It is Proposition 2.3.2 in page 27 in Lin's book, The analysis of harmonic maps and their heat flows.
Suppose $\Omega \subset \mathbb{R}^n$. Let $u \in H^1(\Omega ;\mathbb{R}^m)$ be a minimizing harmonic map and $0 \in \Omega$ is a singular point of $u$. Let $r_i$ be a sequence decreasing to $0$. We suppose $u_i(y) = u(r_iy)$ strongly converges to $\phi(y)$ in $H^1_{loc}(\mathbb{R}^n;\mathbb{R}^m)$ and is a minimizing harmonic map.
If we have the monotonicity formula for $u$, that is, for any $0<r<R$ and $B_R(x) \subset \Omega$ $$\dfrac{1}{R^{n-2}}\int_{B_R(x)}|\nabla u|^2 - \dfrac{1}{r^{n-2}}\int_{B_r(x)}|\nabla u|^2 \geq \int_{B_R(x) \setminus B_r(x)} \rho^{2-n} \left| \dfrac{\partial u}{\partial \rho} \right|^2.$$ Here $\rho=|x|$. Then how can we conclude that $\phi$ is homogeneous of degree zero? More precisely, $\phi(y) = \phi\left(\dfrac{y}{|y|}\right)$.

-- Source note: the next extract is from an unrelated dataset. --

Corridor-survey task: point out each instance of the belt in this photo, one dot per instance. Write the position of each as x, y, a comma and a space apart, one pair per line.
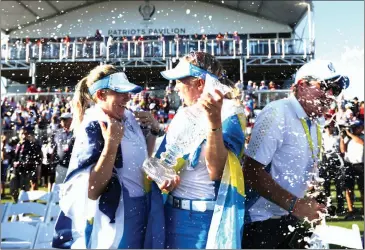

If i put $R=r_{i+1}$ and $r=r_i$, we have $$\int_{B_1(0)}|\nabla_y u_{i+1}|^2 - \int_{B_1(0)}|\nabla_y u_i|^2 \geq \int_{B_{r_{i+1}}(0) \setminus B_{r_i}(0)} \rho^{2-n} \left| \dfrac{\partial u}{\partial \rho} \right|^2.$$ Then what can we do next? Thanks!